As I noted in my previous article, stories are essential in the formation of character. We do not simply exist, we think about our existence and are driven to make sense of it. The sense we make takes the form of a story. For people in the contemporary world, this is simply problematic. Stanley Hauerwas states the essence of the problem:
The project of modernity was to produce people who believe they should have no story except the story they choose when they had no story.
I will rephrase Hauerwas’ observation: In America, we have rejected the stories of tradition…so we have to make up our own stories.
Here is a tragic vision. Imagine a child who hears no stories from his/her parents. Instead, they have to play alone and invent their own tales.
The cultural phenomena of fashion and fad should be understood as a struggle to create stories. Modern culture is “branded.” The music we listen to, the clothes we buy, the slang and jargon we speak, the way we vote are all “brands” with which we identify. Together, such allegiances reveal stories we tell ourselves. They are our “identity.” But these stories are not handed down to us; they are not the stories of previous generations. The vacuum created by the absence of earlier stories (“they should have no story”) creates an existential emptiness. Human beings cannot exist without an identity. We need names and a sense of who we are in relation to other things.
It would seem obvious that most people are unable or unwilling to create their own stories from whole cloth. Despite all of our vaunted individualism, modern people still enjoy having shared stories and stories told to them. Quite often, however, those stories lack transcendent meaning. The sports fan can derive a deep sense of belonging and a story of shared sacrifice, victory or defeat. He may experience a deep catharsis when his team wins a championship. But as a story that gives meaning, sports are simply banal and empty. “Heroes” who are paid multi-millions to “sacrifice themselves” stretch the meaning of “heroic.”
We consume stories, or rather we approach stories like consumers. And like most consumer choices, the larger part of the “decision” is unconscious. And like a child at the dinner table, we rarely choose what is, in fact, good for us. Angry teenage angst has become a standard feature of our cultural landscape. But many of the stories in our culture, generated by the music industry, game companies and other purveyors of cultural mythology, rarely offer anything useful. The anger and confusion endemic in our modern invention of adolescence is merely exploited for profit. The occasional addictions and suicides that may result are simply the price of doing business. It is a price paid by the customers.
Being human is not a task for amateurs. Throughout history, stories have been handed down; they are traditioned to us. The reasons the stories survive and continue to be told is that they work. Of course, some stories that are traditioned have a darkness within them, and the corrective of time and experience alters or eliminates them. But there are some stories that, rightly told, are transformative, both of people and of whole civilizations.
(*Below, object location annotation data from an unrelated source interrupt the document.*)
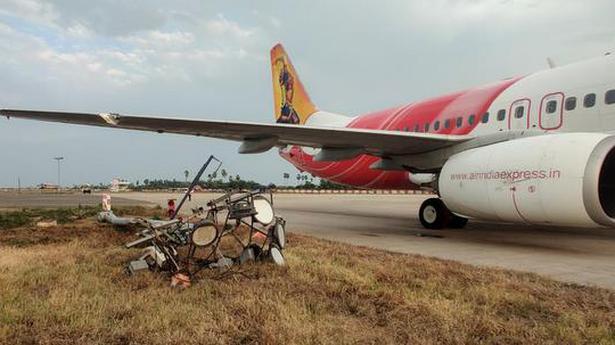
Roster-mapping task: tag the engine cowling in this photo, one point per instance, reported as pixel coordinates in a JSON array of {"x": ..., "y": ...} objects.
[{"x": 563, "y": 179}]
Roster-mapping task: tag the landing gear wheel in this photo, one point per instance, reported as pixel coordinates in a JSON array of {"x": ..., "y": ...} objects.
[
  {"x": 458, "y": 222},
  {"x": 433, "y": 214}
]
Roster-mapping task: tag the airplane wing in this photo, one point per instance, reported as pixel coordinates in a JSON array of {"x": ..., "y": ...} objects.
[{"x": 263, "y": 136}]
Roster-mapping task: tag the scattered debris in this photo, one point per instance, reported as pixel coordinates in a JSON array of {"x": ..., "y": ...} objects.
[
  {"x": 236, "y": 228},
  {"x": 47, "y": 224}
]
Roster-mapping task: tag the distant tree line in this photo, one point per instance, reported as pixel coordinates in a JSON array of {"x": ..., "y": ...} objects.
[{"x": 224, "y": 180}]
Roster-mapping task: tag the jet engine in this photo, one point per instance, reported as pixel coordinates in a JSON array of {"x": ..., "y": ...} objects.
[{"x": 559, "y": 179}]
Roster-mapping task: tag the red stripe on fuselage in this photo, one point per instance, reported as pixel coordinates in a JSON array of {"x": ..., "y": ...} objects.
[{"x": 356, "y": 172}]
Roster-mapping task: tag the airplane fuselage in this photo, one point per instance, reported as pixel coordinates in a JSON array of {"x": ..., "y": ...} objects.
[{"x": 575, "y": 98}]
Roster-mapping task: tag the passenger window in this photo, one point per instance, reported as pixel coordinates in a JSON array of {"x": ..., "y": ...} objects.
[
  {"x": 501, "y": 114},
  {"x": 519, "y": 111},
  {"x": 589, "y": 100},
  {"x": 551, "y": 107}
]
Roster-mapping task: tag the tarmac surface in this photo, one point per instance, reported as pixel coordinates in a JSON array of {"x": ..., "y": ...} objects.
[{"x": 390, "y": 222}]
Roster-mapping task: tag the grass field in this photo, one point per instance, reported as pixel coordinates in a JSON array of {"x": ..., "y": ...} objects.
[{"x": 65, "y": 285}]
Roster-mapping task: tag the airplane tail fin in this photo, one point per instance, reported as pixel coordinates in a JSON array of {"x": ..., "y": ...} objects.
[{"x": 291, "y": 102}]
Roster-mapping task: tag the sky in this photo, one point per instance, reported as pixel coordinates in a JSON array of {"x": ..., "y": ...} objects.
[{"x": 209, "y": 60}]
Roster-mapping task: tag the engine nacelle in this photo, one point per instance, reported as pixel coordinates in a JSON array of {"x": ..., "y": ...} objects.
[{"x": 563, "y": 179}]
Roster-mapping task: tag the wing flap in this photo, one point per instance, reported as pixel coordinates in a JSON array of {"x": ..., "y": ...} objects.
[{"x": 378, "y": 142}]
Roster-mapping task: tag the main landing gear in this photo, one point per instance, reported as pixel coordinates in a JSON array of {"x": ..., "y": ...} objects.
[{"x": 433, "y": 214}]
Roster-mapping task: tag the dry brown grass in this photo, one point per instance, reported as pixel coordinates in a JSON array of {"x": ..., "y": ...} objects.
[{"x": 69, "y": 288}]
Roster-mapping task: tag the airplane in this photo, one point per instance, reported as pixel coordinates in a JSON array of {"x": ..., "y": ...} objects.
[{"x": 537, "y": 149}]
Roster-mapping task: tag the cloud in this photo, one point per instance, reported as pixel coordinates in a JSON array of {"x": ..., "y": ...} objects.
[{"x": 223, "y": 26}]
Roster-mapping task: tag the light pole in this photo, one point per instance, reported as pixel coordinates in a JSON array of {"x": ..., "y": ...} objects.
[{"x": 58, "y": 159}]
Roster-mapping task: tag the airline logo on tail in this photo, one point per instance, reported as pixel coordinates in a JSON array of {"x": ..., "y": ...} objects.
[{"x": 291, "y": 102}]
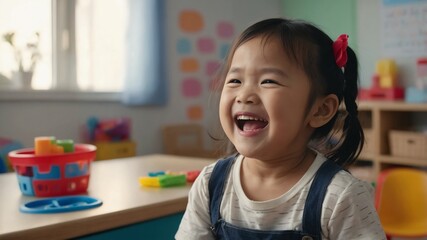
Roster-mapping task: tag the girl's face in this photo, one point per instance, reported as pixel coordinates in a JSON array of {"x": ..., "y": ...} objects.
[{"x": 264, "y": 100}]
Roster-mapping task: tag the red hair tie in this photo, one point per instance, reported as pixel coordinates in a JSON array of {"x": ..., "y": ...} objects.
[{"x": 340, "y": 50}]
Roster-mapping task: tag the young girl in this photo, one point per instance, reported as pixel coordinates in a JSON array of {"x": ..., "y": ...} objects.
[{"x": 284, "y": 81}]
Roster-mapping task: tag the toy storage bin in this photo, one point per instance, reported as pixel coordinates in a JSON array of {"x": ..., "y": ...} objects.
[
  {"x": 53, "y": 175},
  {"x": 408, "y": 144},
  {"x": 368, "y": 147}
]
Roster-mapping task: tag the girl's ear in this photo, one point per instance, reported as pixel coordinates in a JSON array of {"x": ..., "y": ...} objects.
[{"x": 323, "y": 110}]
The story of Christ (which has the benefit of having actually taken place) changed the world. The notion of human dignity, individual worth, forgiveness and redemption, the solidarity of the human race are rooted in that story. The story of Christ elevated slaves and brought evil empires to their knees. In the darkest moments of subsequent history, those whose lives have been shaped by His story have whispered and kept faith and hope alive, and sometimes lived to see their hope vindicated and their oppressors swept into the dustbin of history.
The story of Christ, rightly told, creates beauty and raises civilizations and cultures to new heights. Those effects are simply collateral creations. In general, the whole of what we count as good in our present world is the fruit of such benefits.
It will be objected by some that Christianity has also been a source of evil – crusades, inquisitions, persecutions and pogroms. But those are the result of false stories, interjected in order to distort and misdirect. The Christian story is in no way one of endless, absolute triumph and perfection. It is the story of a deeply flawed and broken humanity that would destroy itself unless it was rescued. It is the story of repentance and forgiveness – and always the Good-Creating hand of God redirecting our false starts and deviations to return us to the path of wholeness and resurrection.
The greatest and truest fairy tales are those that “rhyme” with the story of Christ and His saving Pascha. For this is the primal story, told before the foundation of the world. It is the origin of all happy endings, including “happily ever after.” You can’t make up stories like this.